This is the mail archive of the
mailing list for the GCC project.
Re: The new scheduler and x86 CPUs
- To: Vladimir Makarov <vmakarov at toke dot toronto dot redhat dot com>
- Subject: Re: The new scheduler and x86 CPUs
- From: Jan Hubicka <jh at suse dot cz>
- Date: Wed, 29 Aug 2001 14:22:30 +0200
- Cc: jh at suse dot cz, gcc at gcc dot gnu dot org
- References: <200108282041.QAA00552@toke.toronto.redhat.com>
> Unfortunately, a more powerful model should be used to model
> out-of-order processors. It is possible to describe it by DFA
> (reorder buffer, register renaming), as possible to describe context
> free language (with constraints on level of nested constructions) by
> regular expressions. But the result automaton will be huge and will
> be built forever. As for your example, if the number repetition is
> fixed (say 10) you could describe it as
> decode, (none | none * 2 | none * 3 | ... | none * 10), execute, ...
> But even in this case, the result automaton will be big and several
> automata should be used.
Hmm, crazy solution :)
> Usually fetch and decode stages of the insns execution are not
> described. For classical RISC architecture they are the same and can
> be ignored. It results in a smaller automaton too. As for
> out-of-order speculative processor, on my opinion they can be ignored
> too, because it is not the bottleneck in the processor (designers make
> the insn buffer long enough).
Actually most current x86 CPUs do have bottleneck in insn decoding. The decoders
behave in a way that when simple instructions are paired (or trippled) they
decode faster than if they are interleaved by complex instructions.
Athlon can decode up to 3 simple instructions per cycle or one vector
We do use MD_SCHED_REORDER hacks for PentiumPro to get instructions ordered
well. In the past I've implemented same hacks for K6, where benefits were
noticable (as it were really bottlenecked in this area), but the change
never got in.
For Athlon I don't do that and simply model the conflict between vector
and fast decoded instructions, but it is not ideal solution too.
(just easier to write :)
> Although Bob Morgan in his book "Building an optimizing compiler"
> wrote "The compiler should schedule the insns as if the processor were
> not an out-of-order execution processor. The more effective this
> schedule is, the larger the size of the effective insns buffer.", the
> insn scheduling gives small improvement for out-of-order speculative
> processor. The best what I've seen is less 2% for a SGI MIPS10000
Oh yes, the benefits are relativly small, but for x86 CPUs it is still
important to first get good decoder troughput and second schedule for
latencies. As the latencies are gettling large, and the reorder buffer is often
almost empty, the CPU is not always able to mask them.

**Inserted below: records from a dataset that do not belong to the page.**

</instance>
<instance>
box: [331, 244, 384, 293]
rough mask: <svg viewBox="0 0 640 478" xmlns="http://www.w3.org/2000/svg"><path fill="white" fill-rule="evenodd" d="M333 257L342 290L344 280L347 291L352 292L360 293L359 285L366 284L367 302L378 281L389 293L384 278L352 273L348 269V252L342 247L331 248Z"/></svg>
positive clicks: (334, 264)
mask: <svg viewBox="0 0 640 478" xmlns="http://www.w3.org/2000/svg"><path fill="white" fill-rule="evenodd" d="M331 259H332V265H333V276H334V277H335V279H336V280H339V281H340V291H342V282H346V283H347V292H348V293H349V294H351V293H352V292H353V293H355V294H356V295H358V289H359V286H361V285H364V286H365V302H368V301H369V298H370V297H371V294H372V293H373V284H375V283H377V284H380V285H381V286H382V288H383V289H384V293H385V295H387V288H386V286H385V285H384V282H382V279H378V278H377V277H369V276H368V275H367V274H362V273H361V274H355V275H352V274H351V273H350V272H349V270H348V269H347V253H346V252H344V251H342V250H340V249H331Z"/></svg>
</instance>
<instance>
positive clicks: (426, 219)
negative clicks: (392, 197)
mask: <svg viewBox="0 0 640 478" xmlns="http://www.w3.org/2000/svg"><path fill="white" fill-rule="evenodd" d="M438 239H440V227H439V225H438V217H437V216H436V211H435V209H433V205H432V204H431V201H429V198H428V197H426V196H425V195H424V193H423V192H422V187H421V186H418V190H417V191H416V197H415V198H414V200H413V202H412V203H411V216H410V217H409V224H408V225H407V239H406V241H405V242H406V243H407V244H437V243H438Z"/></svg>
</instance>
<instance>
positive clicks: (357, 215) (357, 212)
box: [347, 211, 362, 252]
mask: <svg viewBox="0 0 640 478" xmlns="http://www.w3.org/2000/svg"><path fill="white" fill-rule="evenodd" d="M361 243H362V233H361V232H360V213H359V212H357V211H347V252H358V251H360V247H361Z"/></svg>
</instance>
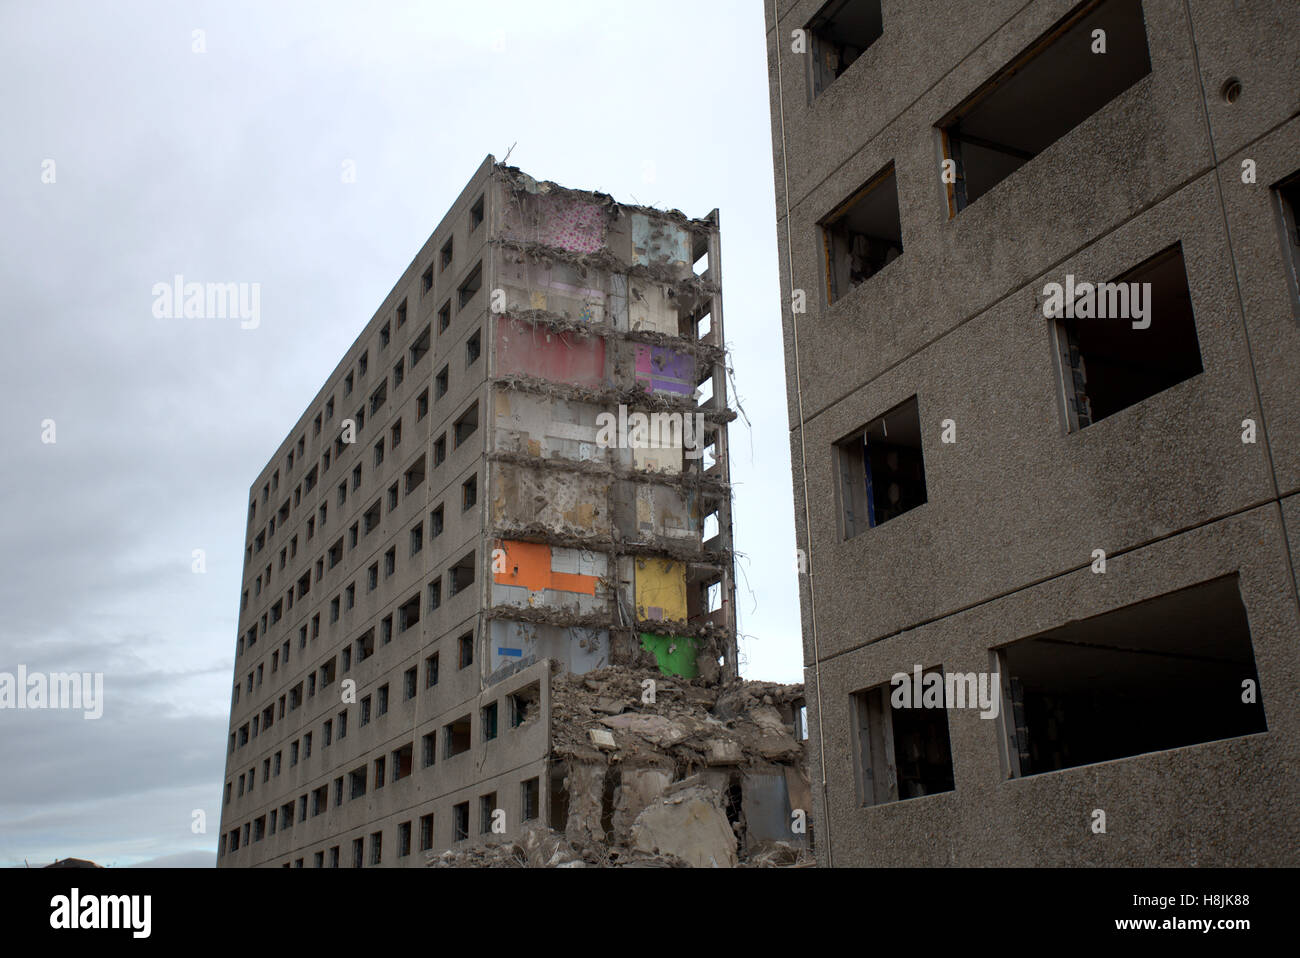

In fact most x86 CPUs rely on bad code - in case code does lots of long latency
stuff (such as memory loads/stores), the reordering goes well. For internal
loops that fits in registers the picture appears to be different.
For instance in Atlas benchmark, gcc 3.0 schedules incorrectly the loads
causing 50% slowdowns on Athlon. Just slightly more exact scheduling
(saying gcc that the load followed by load+execute isntructions can
start immediately in case first load does not load the address) avoids
> So with my point of view, very accurate descriptions is not worth of
> efforts to write it. You could spent weeks on very accurate
> descriptions of insn reservations and get 0.1% in code improvements.
> This is especially true for out-of-order speculative processors.
> Actually I don't like out-of-order/speculative processors. It is
> solution for pure people which can not afford to write a good compiler
> requiring huge investments. It is a dead end approach. The more
> registers and issue rate, the more percent of logic is needed for
> control of out-of-order, speculative execution. Intel understood
> this. They have a decent compiler and gcc is far behind it. We
> should worry about this.
Hope that this will change some time in the future.
> I'll think about this. Probably I'll implement your proposal if I
> have time for this. Now I am going to
Thanks a lot!
> 1. Speed up pipeline hazard recognizer when many automata are used.
> Now the speed of the recognizer is proportional to the number of
> automata even if big part of the automata are not used. It is
> neccessary for targets with many subtargets (e.g. MIPS) where
> different automata are used for different subtargets.
> 2. Implement generation of unions of automata states which is
> necessary to more accurate insn scheduling and software pipelining
> in joint CFG points.
OK, I see you do have more important thinks to work on first ;)
> I'd use one define reservation and several bypasses for different
> latencies with all the rest insns. The bypasses should have guards
> (functions which decides that the bypass is valid for the insn pairs).
> I feel that we need more flexible mechanism for this case. I'll
> think about it.
> Thanks for your proposals and feedback.
You are welcome. Thanks for considering my ideas!